# Selection Bias

## Remarks
- **Bias** is systematically error - produced by the **measurement** or **sampling process**.
- When the data used for analysis or modelling is **not representative** of the population, this leads to **Skewed** or **Biased** results.
- Assuming that we train a model with **non-representative** data, it may perform pooly in the real world.

## Implementation

Let's implement an example of selection bias as well as training a model with non-representative data.

**Context**: <br>
A survey was conducted to understand the average height of the students
of a high-school in Berlin. <br>
Thus, we are going to calculate the average height of the students
as well as simulate <br> 
an selection bias by conducting the survey only with students that are part of the basketball team. <br>
For this case scenario, we assume they are tall people.

In [74]:
import numpy as np

#. Define population
population = np.random.normal(165, scale=10, size=1500)

#. Sample students
num_students = 200
sample_students = random.choices(population, k=num_students)

#. Students that are in the basketball team.
biased_sample = np.random.normal(loc=195, scale=3, size=num_students)

#. Calculate avg. heights
popu_avg_height = round(np.mean(sample_students), 2)
sample_avg_height = round(np.mean(biased_sample), 2)

print(f"True Population Mean Height: { popu_avg_height } cm")
print(f"Biased Sample Mean Height: { sample_avg_height } cm")
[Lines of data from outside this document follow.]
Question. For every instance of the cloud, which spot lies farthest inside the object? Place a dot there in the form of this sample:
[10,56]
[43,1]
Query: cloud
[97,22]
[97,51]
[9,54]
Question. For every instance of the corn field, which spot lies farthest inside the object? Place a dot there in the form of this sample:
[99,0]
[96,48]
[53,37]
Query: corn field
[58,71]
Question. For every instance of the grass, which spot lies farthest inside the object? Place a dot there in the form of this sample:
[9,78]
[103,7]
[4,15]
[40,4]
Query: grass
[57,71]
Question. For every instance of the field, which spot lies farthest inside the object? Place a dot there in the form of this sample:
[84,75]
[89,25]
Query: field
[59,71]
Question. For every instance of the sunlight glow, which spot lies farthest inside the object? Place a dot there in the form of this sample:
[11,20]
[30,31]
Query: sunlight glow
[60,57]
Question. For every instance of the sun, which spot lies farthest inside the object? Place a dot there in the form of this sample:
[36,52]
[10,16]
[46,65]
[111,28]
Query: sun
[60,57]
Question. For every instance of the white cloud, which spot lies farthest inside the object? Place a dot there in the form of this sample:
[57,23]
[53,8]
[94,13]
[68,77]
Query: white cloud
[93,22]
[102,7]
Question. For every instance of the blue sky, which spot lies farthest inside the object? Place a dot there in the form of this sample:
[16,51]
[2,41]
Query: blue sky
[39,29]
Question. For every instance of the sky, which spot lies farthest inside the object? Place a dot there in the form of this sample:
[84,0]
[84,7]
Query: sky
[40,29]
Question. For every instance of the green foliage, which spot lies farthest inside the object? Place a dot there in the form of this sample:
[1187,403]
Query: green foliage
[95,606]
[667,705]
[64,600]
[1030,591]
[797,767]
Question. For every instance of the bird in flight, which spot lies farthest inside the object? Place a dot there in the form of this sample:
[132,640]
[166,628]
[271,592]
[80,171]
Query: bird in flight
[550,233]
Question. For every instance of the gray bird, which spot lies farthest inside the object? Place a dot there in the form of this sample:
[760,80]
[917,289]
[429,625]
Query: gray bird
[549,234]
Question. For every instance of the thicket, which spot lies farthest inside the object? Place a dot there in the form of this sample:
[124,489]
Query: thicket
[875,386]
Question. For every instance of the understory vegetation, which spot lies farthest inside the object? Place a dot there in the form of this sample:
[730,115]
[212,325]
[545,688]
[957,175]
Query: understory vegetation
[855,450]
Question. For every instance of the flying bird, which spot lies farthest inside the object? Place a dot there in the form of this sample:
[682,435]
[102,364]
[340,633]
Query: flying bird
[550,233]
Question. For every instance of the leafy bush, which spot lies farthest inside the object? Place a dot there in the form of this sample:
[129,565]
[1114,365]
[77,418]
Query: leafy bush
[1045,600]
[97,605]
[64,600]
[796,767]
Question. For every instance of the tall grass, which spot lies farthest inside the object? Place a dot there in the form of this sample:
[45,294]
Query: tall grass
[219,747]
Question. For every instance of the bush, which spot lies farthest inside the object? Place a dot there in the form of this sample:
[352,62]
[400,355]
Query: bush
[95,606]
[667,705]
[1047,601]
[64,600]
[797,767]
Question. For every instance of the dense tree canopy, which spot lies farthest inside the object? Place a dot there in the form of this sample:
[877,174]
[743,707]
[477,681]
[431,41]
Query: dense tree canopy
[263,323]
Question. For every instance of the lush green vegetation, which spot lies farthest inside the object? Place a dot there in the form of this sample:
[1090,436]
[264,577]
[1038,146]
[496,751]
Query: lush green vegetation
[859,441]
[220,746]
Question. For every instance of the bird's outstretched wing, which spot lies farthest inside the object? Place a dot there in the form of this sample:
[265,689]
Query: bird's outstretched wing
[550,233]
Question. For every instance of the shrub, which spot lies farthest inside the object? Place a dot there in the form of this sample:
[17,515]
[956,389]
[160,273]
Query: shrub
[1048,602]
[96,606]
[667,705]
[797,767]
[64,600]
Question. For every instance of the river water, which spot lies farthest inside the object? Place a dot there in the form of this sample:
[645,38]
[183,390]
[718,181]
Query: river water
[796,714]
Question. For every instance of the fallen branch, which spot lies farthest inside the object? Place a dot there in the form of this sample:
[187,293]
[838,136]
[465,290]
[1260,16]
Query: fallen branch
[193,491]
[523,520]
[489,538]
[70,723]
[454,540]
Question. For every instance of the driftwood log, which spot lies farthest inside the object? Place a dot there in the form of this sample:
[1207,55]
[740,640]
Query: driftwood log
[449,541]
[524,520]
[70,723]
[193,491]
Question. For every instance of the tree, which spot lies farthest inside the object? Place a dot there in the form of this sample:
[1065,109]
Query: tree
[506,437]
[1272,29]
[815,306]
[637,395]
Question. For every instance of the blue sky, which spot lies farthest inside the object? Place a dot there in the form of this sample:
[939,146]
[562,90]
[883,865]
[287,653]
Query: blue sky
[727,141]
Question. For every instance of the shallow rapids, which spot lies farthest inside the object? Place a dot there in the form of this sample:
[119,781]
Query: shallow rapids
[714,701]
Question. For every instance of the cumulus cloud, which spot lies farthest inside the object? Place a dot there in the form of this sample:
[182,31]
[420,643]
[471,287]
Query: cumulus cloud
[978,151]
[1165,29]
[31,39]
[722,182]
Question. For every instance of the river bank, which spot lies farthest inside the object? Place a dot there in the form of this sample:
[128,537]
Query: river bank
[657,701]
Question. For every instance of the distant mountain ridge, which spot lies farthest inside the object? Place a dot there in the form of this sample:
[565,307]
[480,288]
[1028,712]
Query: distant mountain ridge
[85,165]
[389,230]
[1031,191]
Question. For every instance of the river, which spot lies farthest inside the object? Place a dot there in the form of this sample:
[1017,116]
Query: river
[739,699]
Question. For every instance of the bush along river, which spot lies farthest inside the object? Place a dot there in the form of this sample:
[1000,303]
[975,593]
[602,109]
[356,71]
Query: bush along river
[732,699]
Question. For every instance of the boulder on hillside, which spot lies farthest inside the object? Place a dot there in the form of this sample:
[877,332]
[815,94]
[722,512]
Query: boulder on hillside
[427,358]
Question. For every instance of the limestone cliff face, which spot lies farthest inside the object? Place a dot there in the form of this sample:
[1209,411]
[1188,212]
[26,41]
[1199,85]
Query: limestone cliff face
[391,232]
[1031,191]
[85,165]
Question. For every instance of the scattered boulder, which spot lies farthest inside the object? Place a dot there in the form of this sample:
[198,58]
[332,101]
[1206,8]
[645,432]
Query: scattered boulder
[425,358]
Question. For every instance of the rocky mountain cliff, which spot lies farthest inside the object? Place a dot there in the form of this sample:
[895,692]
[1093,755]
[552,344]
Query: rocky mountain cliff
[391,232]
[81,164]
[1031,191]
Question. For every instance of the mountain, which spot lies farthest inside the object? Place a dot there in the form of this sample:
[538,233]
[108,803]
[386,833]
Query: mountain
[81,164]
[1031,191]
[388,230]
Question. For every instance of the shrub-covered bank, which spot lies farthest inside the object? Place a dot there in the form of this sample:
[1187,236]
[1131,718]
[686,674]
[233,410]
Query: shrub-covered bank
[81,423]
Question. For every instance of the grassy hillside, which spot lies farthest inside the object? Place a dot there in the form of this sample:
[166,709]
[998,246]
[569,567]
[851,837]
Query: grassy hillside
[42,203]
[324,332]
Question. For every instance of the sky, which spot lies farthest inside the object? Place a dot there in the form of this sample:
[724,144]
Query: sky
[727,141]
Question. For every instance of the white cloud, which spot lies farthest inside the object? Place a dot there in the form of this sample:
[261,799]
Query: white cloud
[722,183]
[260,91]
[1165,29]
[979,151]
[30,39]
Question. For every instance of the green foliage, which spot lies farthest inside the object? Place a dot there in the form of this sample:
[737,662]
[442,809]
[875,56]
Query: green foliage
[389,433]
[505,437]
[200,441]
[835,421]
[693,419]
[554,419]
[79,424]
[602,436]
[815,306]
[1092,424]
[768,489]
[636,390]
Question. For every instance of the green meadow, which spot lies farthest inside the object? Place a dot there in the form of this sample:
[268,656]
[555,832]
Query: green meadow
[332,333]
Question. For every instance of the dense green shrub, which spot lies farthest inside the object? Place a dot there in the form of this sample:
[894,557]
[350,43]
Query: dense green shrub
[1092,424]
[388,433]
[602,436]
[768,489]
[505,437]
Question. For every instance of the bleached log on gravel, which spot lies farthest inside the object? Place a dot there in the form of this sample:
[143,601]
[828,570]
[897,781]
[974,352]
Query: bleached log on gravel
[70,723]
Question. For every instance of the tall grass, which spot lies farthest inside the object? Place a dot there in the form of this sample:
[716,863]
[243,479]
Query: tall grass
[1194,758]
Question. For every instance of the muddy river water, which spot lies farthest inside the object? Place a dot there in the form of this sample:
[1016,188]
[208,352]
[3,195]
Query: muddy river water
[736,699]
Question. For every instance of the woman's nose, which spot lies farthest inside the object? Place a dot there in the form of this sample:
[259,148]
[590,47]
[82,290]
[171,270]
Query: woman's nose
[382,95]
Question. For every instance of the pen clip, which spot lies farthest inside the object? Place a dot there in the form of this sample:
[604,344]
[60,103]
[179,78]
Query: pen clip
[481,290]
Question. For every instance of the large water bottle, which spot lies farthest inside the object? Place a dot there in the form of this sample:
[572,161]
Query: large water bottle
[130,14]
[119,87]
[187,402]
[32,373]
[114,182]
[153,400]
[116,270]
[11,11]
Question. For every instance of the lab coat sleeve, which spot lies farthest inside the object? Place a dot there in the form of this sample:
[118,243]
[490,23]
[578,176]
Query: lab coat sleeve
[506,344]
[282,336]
True Population Mean Height: 165.11 cm
Biased Sample Mean Height: 194.8 cm


**Remarks**

- This is a simple example that shows that we must be careful when sampling data.
- Make sure to identify possible groups in the data and include samples from each group (i.e. Strata). Thus you keep the population representativeness.

**Context**: <br>
The goal is to predict house prices, but we are going to use a biased training dataset. <br>
In this cases, we train the model only with hours from urban areas. However, we perform <br>
prediction on houses from rural areas. This presents how the non-representativeness can <br>
affect a machine learning model. 

In [89]:
import pandas as pd
from sklearn.linear_model import LinearRegression
from sklearn.metrics import mean_squared_error

np.random.seed(42)

#. Houses in the urban area
num_houses = 200
urban_data = pd.DataFrame({
    "Sqm": np.random.randint(80, 300, num_houses),
    "Price": np.random.randint(100000, 500000, num_houses)
})

#. Houses in the rural area
num_houses = 30 # Test set
rural_data = pd.DataFrame({
    "Sqm": np.random.randint(120, 280, num_houses),
    "Price": np.random.randint(50000, 200000, num_houses)
})

#. Training data
X_train = urban_data[["Sqm"]]
y_train = urban_data["Price"]

#. Test data
X_test = rural_data[["Sqm"]]
y_test = rural_data["Price"]

#. Build model
lr_model = LinearRegression()
lr_model.fit(X_train, y_train)

#. Predict price house
price_pred = lr_model.predict(X_test)

#. Evaluate predictions
mse = mean_squared_error(y_test, price_pred)

print(f"Mean Squared Error (MSE) on Rural data: { round(mse, 2) }")

Mean Squared Error (MSE) on Rural data: 30180720960.17


**Remarks**

- As expected, the models failed to generalize to rural data due to selection bias in the training dataset.
- The high prediction errors results of this example shows what may occur when we fail in getting the data representative correctly.

**Other examples**

- A company wants to conduct a survey about its products but it only considers responds from the contact formular fron company's website. it doesn't include responds from letters or even email.

**Avoid selection bias?**

- Use **stratified sampling** to select the same proportion of each group.
- Make sure to run a **fair random sampling** (from the population).
- Handle missing data and collect diverse data.